E credi: fidati di quello che Gesù è venuto a raccontare, a dire, a testimoniare.
Questo è il messaggio con cui Gesù inizia la predicazione. Questa è la sintesi del Vangelo in cui crediamo.
Questo è ciò che potremmo dire, senza tanti fronzoli, ai tanti smarriti di oggi: il Dio di Gesù ti vuole incontrare, accorgitene! Fidati! Lasciati amare!
Anche adesso, soprattutto ora in cui paura e venti di guerra hanno nuovamente resettato le nostre sicurezze piccine e vuote. Così il potente vangelo di Marco descrive l'opera di Gesù subito dopo lo stringato racconto del battesimo.
Invece di passare il tempo a lamentarsi, a fuggire, a rintanarsi in sacrestia, dopo l'arresto del Profeta, come facciamo noi, Gesù osa.
Esce e va a chiamare dei collaboratori. E che collaboratori!
Noi.

Sui confini
Li va a prendere ai bordi del lago, ai confini della terra di Israele, sulle sponde del grande lago che Marco chiama "mare" a richiamare la liberazione dall'Egitto, a ricordare la paura atavica del popolo di Israele per la grande distesa d'acqua.
Li va a cercare in una terra abbandonata, periferica, disprezzata.
E cerca dei lavoratori, gente comune, non dei sacerdoti, non dei religiosi, non degli esperti in comunicazione, non degli influencer capaci di attrarre le folle.
Li chiama senza merito, li chiama anche se non sono ancora discepoli, anche se non hanno fatto nessun corso di formazione, anche se non hanno preso nessun diploma da annunciatori, anche se ancora non credono.
Li chiama perché vuole loro e li va a prendere dove sono, non li aspetta dietro una scrivania.
Gesù si muove. Gesù agisce, li corteggia, li ama, li chiama.
Mi corteggia, mi ama, mi chiama.
È lui il protagonista del racconto, è lui che ci viene a cercare.
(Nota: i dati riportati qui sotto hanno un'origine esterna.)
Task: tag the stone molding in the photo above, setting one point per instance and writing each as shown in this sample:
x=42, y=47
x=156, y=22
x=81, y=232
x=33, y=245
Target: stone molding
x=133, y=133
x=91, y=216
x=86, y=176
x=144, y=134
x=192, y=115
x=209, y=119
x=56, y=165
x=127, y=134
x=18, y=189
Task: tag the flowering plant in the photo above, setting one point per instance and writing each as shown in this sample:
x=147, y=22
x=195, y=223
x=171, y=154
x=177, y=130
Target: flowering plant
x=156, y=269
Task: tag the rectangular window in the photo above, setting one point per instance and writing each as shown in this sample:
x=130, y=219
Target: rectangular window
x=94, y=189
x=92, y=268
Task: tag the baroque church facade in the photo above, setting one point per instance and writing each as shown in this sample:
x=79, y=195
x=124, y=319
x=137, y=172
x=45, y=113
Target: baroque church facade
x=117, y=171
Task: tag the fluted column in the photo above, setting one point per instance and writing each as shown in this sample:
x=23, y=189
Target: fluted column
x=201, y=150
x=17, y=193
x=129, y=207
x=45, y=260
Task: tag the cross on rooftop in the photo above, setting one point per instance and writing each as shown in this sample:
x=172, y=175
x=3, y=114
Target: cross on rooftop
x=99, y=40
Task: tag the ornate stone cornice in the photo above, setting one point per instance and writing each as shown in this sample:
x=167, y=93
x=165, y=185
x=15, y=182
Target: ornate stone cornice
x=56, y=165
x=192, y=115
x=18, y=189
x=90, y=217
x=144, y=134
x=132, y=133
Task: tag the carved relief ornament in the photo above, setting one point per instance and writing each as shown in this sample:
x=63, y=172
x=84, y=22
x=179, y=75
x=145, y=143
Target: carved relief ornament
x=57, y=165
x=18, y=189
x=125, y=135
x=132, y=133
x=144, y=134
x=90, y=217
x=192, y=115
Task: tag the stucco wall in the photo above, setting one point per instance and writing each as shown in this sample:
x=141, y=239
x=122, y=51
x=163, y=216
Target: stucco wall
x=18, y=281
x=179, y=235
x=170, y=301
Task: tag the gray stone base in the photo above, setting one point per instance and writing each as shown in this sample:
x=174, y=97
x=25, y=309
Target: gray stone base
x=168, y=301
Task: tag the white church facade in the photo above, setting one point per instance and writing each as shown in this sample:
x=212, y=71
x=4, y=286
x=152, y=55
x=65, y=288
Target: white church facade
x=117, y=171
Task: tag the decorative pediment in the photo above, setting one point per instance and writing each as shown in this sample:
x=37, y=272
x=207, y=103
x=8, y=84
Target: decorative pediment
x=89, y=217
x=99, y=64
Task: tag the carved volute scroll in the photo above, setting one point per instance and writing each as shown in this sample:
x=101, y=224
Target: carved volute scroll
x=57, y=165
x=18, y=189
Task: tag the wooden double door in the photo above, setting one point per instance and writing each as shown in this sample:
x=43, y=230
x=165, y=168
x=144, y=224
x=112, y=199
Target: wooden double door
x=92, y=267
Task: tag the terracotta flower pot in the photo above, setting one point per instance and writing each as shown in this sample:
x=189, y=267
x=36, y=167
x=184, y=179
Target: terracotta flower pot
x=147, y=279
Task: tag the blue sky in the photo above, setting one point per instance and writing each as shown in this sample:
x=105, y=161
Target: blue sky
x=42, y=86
Così come Dio chiama Giona, il più imperfetto e fragile fra i profeti, pavido e capriccioso, affatto devoto, affatto virtuoso, per invitare gli abitanti di Ninive a cambiare atteggiamento. E i niniviti cambiano, forse perché vedono quell'invito rivoltogli da un uomo fragile come loro...
Dio ha bisogno di me per annunciare al mondo la salvezza.
Non per salvare il mondo ma per vivere da salvato. Perché il mondo non lo sa di essere salvo.
Nel piccolo, fragile mondo in cui vivo Dio mi chiama a diventare suo collaboratore.
Nella quotidianità talvolta insipida e meschina, si manifesta, se ho affinato lo sguardo interiore, se ho dato spazio all'anima, se voglio diventare discepolo.
Nelle periferie esistenziali in cui abito, mi viene a stanare. Non a Gerusalemme, non nel tempio, non nelle scuole rabbiniche.
Ai confini, fuori. Qui, ora, adesso.

Reti
Per seguirlo, però, bisogna osare.
Bisogna lasciare le reti che spesso riassettiamo, cuciamo, ripariamo.
Lasciare tutto ciò che ci lega, che ci rende schiavi: il giudizio degli altri, i sensi di colpa, il nostro narcisismo, l'immagine di noi stessi, le ansie da prestazione, i soldi, le relazioni famigliari possessive, l'apparire... serve continuare?
Siamo pieni di reti da abbandonare. A volte, ribadisco, le riassettiamo e magari lo facciamo pensando di far piacere a Dio. Dei geni.
Giacomo e Giovanni lasciano il loro padre Zebedeo. La più stretta delle reti, quella famigliare, patriarcale, affettiva.
Devono lasciare lui e i suoi garzoni, lui e i suoi figli. Possiede, Zebedeo. Lega a sé.
I figli sono suoi.
Devono lasciare anche lui. Per scoprire un altro modo di vivere la paternità.
Pescatori di umanità
Per diventare pescatori di umanità.
Per tirare fuori tutta l'umanità che ci abita. E che abita gli altri attorno a noi.
Per immaginare il mondo come lo vede Dio, con un'umanità redenta, pacificata, dialogante, parte di un progetto. Così come sarebbe bello diventasse la Chiesa. Così come possiamo costruire la Chiesa. Con piccoli passi possibili (C.Corbella).
Questo possiamo fare: diventare uomini e donne fino in fondo, abitati dal Vangelo e innamorati della vita. Sarebbe una splendida pubblicità per il Regno.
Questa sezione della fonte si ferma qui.